Question

Describe the key difference between the separation of between treatment variability for the one-factor independent measures ANOVA and the two-factor independent measures factorial ANOVA.

Answer 1

In a one-way ANOVA there are two possible hypotheses.

1)The null hypothesis (H0) is that there is no difference between the groups and equality between means.

2lThe alternative hypothesis (H1) is that there is a difference between the means and groups.

Assumption of one way anova

1)Normality – That each sample is taken from a normally distributed population

2)Sample independence – that each sample has been drawn independently of the other samples

3)Variance Equality – That the variance of data in the different groups should be the same

4)Your dependent variable – here, “weight”, should be continuous – that is, measured on a scale which can be subdivided using increments (i.e. grams, milligrams)

Two factorial ANOVA

Two way factorial ANOVA is a special case of factorial ANOVA.

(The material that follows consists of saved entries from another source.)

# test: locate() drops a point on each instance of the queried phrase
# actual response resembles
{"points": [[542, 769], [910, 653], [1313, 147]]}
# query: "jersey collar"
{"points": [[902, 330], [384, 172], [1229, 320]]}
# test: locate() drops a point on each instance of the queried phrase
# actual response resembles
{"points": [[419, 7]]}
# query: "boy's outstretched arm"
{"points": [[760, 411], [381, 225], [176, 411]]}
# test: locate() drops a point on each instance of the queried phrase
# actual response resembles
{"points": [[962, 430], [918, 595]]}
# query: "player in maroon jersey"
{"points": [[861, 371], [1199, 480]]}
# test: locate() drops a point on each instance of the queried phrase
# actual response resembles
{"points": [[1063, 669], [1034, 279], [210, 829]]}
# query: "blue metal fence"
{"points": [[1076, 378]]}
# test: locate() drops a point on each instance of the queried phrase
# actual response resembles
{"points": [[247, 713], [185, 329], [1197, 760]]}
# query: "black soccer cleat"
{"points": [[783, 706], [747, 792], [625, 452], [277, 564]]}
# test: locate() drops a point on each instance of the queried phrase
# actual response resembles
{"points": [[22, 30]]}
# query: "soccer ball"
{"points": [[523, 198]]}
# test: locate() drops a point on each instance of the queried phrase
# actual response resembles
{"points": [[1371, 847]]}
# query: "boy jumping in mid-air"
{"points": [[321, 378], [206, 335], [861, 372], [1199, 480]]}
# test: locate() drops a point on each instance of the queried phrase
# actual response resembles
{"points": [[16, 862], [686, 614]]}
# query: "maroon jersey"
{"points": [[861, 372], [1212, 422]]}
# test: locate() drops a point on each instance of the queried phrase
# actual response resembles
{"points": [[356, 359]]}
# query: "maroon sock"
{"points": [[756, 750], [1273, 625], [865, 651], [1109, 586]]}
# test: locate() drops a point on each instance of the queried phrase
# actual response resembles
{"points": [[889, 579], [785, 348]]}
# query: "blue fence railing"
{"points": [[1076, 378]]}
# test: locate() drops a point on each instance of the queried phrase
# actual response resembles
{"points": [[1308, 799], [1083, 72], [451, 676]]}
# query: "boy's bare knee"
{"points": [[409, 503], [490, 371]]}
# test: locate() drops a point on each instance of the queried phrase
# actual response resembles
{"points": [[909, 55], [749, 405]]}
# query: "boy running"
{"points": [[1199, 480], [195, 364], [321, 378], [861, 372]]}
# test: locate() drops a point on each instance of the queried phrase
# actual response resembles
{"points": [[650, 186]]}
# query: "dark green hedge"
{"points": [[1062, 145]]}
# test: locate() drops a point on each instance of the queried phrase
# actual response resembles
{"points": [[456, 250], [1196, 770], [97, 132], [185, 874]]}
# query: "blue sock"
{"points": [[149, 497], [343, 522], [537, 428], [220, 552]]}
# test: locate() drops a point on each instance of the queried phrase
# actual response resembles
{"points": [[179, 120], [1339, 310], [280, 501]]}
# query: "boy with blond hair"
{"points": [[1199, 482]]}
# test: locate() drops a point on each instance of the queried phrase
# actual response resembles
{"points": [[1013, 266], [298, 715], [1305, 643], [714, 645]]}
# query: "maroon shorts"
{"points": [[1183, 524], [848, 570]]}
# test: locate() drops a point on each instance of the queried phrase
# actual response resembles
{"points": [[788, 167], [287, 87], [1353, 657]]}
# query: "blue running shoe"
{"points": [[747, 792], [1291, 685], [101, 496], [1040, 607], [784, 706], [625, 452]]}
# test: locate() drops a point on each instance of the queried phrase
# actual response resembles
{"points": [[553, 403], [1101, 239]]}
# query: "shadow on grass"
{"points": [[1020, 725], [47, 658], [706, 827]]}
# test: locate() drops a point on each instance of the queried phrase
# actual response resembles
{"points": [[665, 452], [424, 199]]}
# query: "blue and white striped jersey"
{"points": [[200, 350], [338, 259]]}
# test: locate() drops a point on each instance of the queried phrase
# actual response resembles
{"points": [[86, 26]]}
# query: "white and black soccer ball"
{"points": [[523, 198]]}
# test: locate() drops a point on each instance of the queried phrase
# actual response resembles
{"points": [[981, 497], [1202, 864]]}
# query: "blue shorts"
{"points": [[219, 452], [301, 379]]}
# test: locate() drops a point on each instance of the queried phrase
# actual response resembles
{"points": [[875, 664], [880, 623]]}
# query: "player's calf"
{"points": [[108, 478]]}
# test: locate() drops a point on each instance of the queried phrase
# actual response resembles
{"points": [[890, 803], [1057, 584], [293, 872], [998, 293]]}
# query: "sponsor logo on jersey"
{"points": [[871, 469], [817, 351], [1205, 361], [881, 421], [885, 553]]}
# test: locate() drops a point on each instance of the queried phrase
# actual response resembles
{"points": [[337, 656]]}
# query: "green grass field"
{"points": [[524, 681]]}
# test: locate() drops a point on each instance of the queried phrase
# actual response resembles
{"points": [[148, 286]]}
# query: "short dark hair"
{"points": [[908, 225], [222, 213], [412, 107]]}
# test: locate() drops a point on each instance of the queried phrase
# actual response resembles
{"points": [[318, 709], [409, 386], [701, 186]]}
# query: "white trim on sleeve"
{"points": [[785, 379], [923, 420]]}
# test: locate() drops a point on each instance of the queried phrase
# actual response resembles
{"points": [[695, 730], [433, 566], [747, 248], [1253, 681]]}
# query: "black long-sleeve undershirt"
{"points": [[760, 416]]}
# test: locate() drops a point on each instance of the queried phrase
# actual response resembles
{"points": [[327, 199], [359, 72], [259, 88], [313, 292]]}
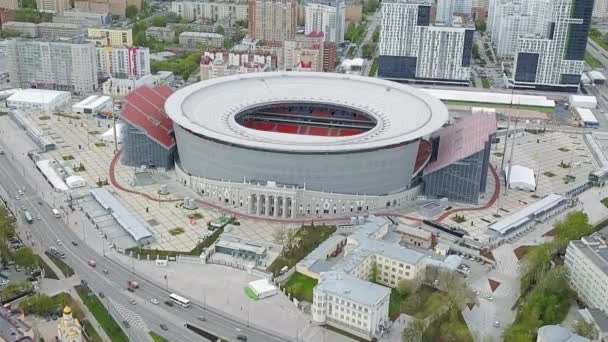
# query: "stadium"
{"points": [[296, 144]]}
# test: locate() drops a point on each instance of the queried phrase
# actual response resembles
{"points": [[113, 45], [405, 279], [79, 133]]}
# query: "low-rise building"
{"points": [[193, 40], [112, 36], [348, 303], [58, 30], [84, 19], [69, 328], [39, 100], [25, 29], [587, 266], [415, 235], [160, 33], [93, 104]]}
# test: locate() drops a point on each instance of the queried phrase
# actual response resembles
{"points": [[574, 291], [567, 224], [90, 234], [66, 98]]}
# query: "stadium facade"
{"points": [[294, 145]]}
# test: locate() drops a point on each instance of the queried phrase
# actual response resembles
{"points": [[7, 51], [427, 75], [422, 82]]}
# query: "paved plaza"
{"points": [[543, 153]]}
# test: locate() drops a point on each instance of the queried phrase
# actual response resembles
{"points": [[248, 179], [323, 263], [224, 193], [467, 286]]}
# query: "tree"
{"points": [[228, 44], [414, 331], [573, 227], [373, 274], [585, 329], [368, 50], [131, 12], [25, 257], [405, 287], [158, 21], [279, 236]]}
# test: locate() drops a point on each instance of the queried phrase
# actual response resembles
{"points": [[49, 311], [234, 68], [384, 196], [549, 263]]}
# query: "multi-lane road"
{"points": [[142, 316]]}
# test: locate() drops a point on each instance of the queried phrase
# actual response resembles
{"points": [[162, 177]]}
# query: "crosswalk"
{"points": [[134, 319]]}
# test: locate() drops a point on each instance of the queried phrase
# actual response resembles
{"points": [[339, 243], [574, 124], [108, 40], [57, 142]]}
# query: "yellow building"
{"points": [[112, 36], [69, 329]]}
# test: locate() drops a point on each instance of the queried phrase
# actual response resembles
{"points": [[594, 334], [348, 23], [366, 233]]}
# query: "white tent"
{"points": [[75, 182], [262, 288], [109, 134], [522, 178]]}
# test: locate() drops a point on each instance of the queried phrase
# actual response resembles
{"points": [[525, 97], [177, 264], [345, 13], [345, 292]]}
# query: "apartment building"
{"points": [[112, 36], [66, 65], [508, 20], [84, 19], [328, 17], [304, 53], [193, 40], [221, 63], [600, 9], [351, 304], [343, 297], [272, 21], [123, 62], [53, 6], [411, 49], [25, 29], [211, 10], [587, 266], [160, 33], [53, 31], [555, 61]]}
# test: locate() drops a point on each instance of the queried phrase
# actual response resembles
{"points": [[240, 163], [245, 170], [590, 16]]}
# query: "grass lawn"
{"points": [[300, 286], [249, 292], [549, 110], [48, 271], [101, 315], [592, 61], [485, 83], [157, 338], [308, 238], [91, 332], [65, 268], [374, 68]]}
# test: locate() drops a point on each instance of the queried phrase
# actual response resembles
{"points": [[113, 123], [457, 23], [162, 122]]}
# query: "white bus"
{"points": [[179, 300]]}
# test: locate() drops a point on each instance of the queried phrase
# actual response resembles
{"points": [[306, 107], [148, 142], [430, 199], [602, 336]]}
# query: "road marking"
{"points": [[134, 319]]}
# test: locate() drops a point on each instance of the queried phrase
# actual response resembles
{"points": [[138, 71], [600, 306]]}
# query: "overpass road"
{"points": [[142, 316]]}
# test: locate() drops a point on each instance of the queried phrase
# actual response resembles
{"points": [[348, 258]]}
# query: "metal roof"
{"points": [[402, 113], [523, 216], [463, 139], [38, 96], [137, 230], [144, 109], [352, 288]]}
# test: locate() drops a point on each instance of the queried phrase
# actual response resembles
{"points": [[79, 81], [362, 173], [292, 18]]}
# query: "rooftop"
{"points": [[352, 288], [209, 108], [37, 96], [522, 216], [463, 139], [137, 230], [144, 109]]}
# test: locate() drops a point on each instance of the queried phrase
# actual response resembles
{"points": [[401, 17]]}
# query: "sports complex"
{"points": [[294, 144]]}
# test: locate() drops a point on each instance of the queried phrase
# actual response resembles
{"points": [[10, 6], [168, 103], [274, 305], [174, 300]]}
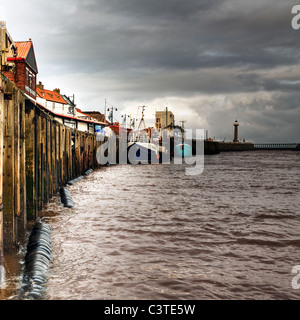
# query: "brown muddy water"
{"points": [[152, 232]]}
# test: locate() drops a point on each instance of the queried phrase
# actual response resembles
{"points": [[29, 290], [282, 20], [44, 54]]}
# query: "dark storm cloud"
{"points": [[175, 35]]}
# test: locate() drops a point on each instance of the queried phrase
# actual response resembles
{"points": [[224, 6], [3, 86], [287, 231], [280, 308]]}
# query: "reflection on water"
{"points": [[151, 232]]}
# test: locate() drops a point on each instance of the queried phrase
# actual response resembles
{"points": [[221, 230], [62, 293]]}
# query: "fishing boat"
{"points": [[140, 149], [182, 150]]}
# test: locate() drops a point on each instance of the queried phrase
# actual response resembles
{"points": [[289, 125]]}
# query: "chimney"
{"points": [[40, 86]]}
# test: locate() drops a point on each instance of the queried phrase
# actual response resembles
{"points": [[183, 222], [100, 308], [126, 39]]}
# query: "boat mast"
{"points": [[142, 119]]}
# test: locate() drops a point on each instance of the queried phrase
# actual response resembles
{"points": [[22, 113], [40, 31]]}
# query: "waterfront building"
{"points": [[164, 119], [18, 63]]}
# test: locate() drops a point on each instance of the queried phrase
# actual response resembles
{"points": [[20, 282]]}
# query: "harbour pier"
{"points": [[38, 155]]}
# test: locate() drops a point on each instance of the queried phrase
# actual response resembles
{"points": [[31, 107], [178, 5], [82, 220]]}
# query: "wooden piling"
{"points": [[38, 155]]}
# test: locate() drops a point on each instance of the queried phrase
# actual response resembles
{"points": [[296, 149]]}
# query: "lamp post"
{"points": [[112, 113]]}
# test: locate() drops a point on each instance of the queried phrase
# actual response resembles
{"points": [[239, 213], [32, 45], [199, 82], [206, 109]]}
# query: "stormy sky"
{"points": [[209, 61]]}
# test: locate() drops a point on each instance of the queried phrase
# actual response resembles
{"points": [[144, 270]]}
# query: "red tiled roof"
{"points": [[70, 117], [50, 95], [23, 48]]}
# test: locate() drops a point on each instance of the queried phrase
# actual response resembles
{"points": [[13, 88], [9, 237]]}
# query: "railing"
{"points": [[275, 146]]}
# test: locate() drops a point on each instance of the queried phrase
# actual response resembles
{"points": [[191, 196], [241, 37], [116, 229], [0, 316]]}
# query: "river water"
{"points": [[152, 232]]}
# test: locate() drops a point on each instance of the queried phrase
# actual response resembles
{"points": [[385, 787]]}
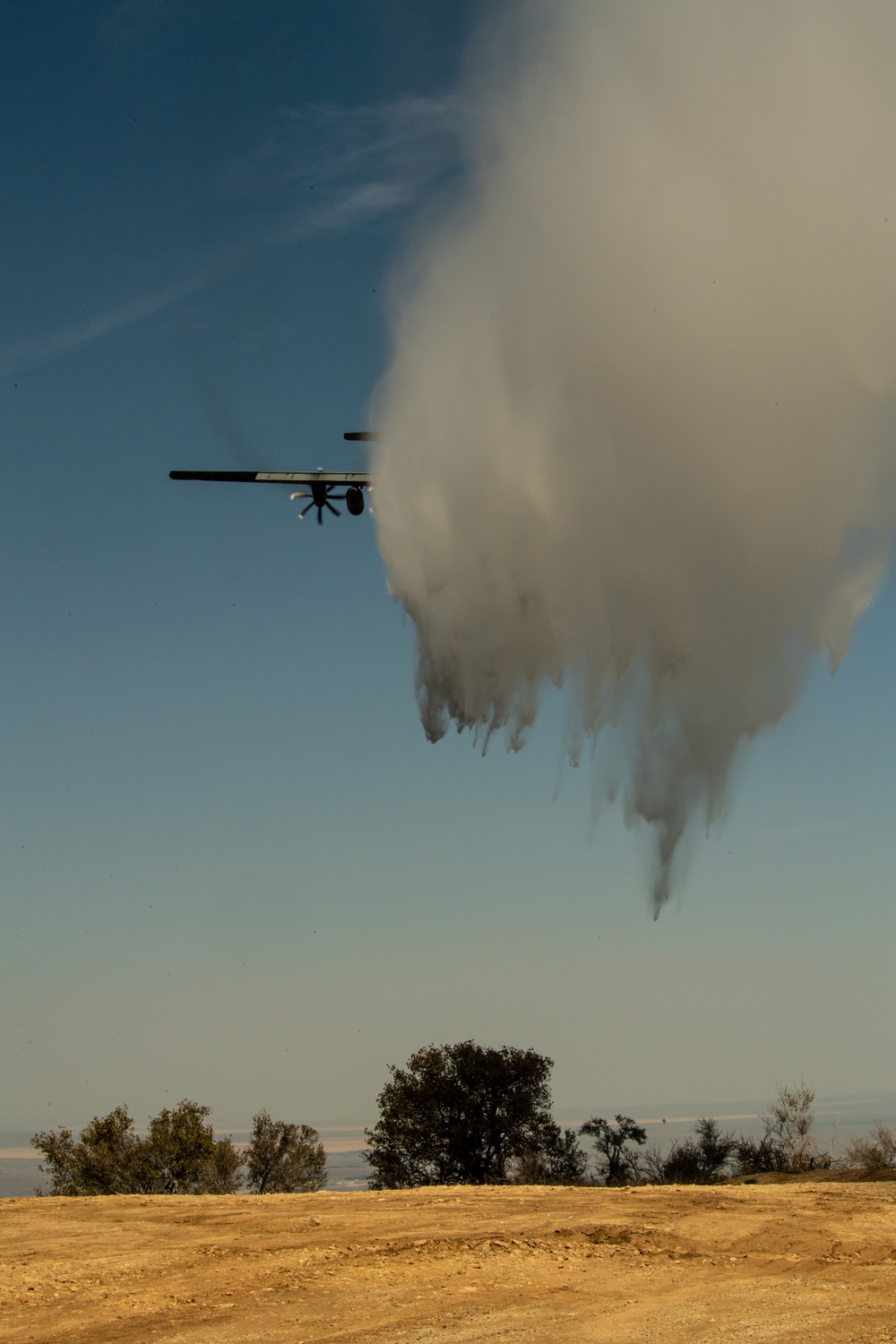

1)“Two way” refers to the number of factors in a factorial ANOVA design. A two way ANOVA would have a factor A (with 2 or more levels or groups) ‘crossed with’ a factor B (also with 2 or more levels or groups.

2)Factorial designs can have more than 2 factors. If you have three factors (A, B and C) this is called a three way factorial.

3)Factorial ANOVA adds any number of categorical IVs to the regression (and maybe some interactions among them).